Jusqu’au 23 novembre, la galerie hong kongaise f22 foto space accueille deux séries de la photographe Mar Sáez. Des projets complémentaires formant une mosaïque de récits humains.
« Mon amour pour la photographie remonte à mon enfance. Mon père possédait un boîtier argentique et réalisait de nombreuses photos de famille. Plus tard, j’ai découvert la magie du laboratoire, et mon intérêt pour le média a grandi. En parallèle, ma fascination pour l’être humain s’est approfondie, et j’ai étudié la psychologie ainsi que la communication audiovisuelle »,
raconte Mar Sáez. Cette artiste espagnole expose pour la première fois en Asie deux séries intimes, au cœur de la galerie f22 foto space de Hong Kong. Des travaux symboliques de son amour d’autrui. D’esthétiques distinctes et pourtant complémentaires, les projets sont présentés à la manière d’un dialogue, d’une phrase suivant une autre, sur les murs du lieu culturel. Sur deux étages, les séries se suivent, chacune dans son propre espace, en réinventant les règles de lumière et de scénographie. Le jour et la nuit ; clairs-obscurs colorés et monochromes… et pourtant leurs thèmes semblent se chercher, s’embrasser.
Des similarités découlant de la pratique de la photographe. « Je suis toujours directe, et j’aime me rapprocher de mes sujets. Je cherche à découvrir des nouvelles réalités, des histoires exclusives et à m’immiscer dans la vie des autres. Pour y parvenir, je parle, je communique, et je fais preuve d’empathie », explique Mar Sáez. Des qualités qui lui permettent de sympathiser avec des jeunes voyageurs, dans To the travellers, ou de pénétrer dans l’intimité d’un couple, avec Vera and Victoria. Au cœur de ces relations volatiles et éphémères, l’artiste aborde avec une poésie spontanée les notions d’identité, de culture, de féminité et d’appartenance. « Quelle place nous faisons-nous dans le monde ? s’interroge-t-elle. Je perçois la photographie comme un outil capable d’évolution sociale. Il nous permet de rendre visibles certaines réalités. » Et, au fil de deux récits, l’artiste tisse des liens, formant une mosaïque de récits humains, divergents et pourtant tous touchants.
Voyeurisme empathique
Mar Sáez a rencontré Vera après avoir lu une interview de la jeune femme qui se déclare transactiviste. « J’étais fascinée par ses réponses et son regard », se souvient-elle. D’abord résolue à réaliser une série autour de la notion de genre, la photographe décide de capturer l’histoire de Vera et sa partenaire Victoria. « Mon axe est devenu celui de l’amour. Le fait d’être transgenre était devenu secondaire. Ma série s’est transformée en un journal visuel, illustrant les différents instants de leur relation. Des moments de joie, de tristesse, de passion… » confie l’artiste. Sur les clichés, les corps se font et se défont, ils se plient dans un rire éternellement figé ou se détendent avec une sensualité désarmante. Les regards se cherchent, luttent ou se perdent – un échange sourd et poignant. Avec une sincérité poétique, Mar Sáez fait le portrait d’une histoire, dans ses maladresses, ses allégresses et ses tourments.

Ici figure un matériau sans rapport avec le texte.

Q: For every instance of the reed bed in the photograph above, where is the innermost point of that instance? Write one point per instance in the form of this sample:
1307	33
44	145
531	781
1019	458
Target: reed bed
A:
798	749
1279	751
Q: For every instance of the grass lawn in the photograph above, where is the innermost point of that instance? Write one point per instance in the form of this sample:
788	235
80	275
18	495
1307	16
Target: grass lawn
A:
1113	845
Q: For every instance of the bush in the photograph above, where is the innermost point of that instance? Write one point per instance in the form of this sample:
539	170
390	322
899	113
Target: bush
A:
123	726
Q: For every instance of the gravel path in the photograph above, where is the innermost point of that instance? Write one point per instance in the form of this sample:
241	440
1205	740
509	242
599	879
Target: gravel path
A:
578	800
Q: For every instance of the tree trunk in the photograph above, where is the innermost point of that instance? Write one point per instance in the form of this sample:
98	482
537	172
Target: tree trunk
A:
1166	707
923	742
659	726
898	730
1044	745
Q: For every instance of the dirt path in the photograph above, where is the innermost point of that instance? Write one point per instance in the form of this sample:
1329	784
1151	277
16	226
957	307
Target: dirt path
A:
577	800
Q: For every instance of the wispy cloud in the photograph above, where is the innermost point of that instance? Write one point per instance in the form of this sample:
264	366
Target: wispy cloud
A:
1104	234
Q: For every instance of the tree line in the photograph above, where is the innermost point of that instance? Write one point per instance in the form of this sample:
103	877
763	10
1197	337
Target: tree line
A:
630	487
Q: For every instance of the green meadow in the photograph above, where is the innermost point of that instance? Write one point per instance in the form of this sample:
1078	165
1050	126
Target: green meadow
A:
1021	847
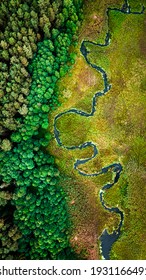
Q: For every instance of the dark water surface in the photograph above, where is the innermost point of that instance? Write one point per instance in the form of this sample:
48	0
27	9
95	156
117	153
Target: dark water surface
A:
106	239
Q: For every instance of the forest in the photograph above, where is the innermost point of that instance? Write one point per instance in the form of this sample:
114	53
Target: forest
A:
48	211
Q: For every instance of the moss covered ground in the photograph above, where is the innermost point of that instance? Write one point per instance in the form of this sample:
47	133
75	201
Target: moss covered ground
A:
117	128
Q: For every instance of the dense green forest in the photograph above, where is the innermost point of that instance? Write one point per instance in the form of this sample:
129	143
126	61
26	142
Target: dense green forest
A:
47	210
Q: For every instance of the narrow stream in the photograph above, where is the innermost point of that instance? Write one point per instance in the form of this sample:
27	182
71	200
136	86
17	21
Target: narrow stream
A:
106	239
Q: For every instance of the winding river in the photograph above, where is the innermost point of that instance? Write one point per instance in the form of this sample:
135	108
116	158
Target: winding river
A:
106	239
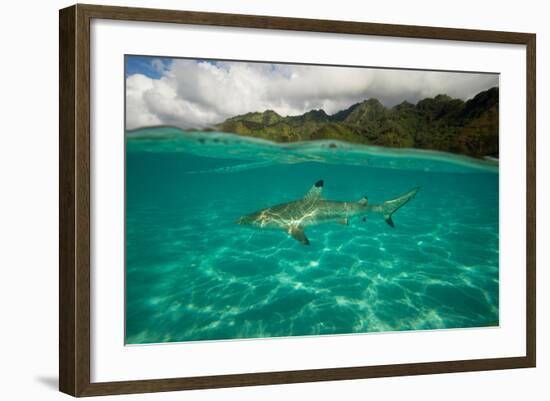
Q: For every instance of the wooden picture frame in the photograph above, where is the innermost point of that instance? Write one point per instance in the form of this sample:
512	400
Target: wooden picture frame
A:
74	202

Si To the travellers s’inscrit dans une démarche plus réfléchie, c’est ce même besoin de contact, ce désir d’affronter le monde et l’inconnu avec un autre qui animent la série. « J’habite entre deux villes depuis plusieurs années, et ces voyages perpétuels effacent l’idée que je me fais du foyer. Après maints périples, j’ai commencé à interagir avec des étrangers afin de tolérer la distance parcourue », confie la photographe. Durant ces échanges fugaces, l’artiste a tenté de définir la notion d’appartenance à un lieu, avant de découvrir que ces amis éphémères n’avaient pas non plus l’impression de venir d’un endroit précis. Chaque portrait – réalisé grâce à un effort commun, certains voyageurs aidant la photographe à tenir son équipement – raconte un récit. Un récit singulier, symbole de solitude et de partage. Une histoire personnelle, perdue dans le désordre du monde, et pourtant symbolique d’un besoin vital : celui de transmettre.
C’est donc ce plongeon dans l’intimité qui lie les deux séries présentées à f22 foto space. Une immersion voyeuriste et empathique dans la sphère personnelle d’inconnues. « Dans ces deux projets, je capture leurs vies, leurs motivations, leurs peurs et leurs émotions », précise l’artiste. En pointant son objectif vers les récits du banal, elle en révèle sa magie. « Beaucoup craignent l’inconnu, ce qui est singulier, différent. À travers mon travail, je montre les nombreuses facettes d’une société : toutes, aussi importantes et respectables », conclut-elle.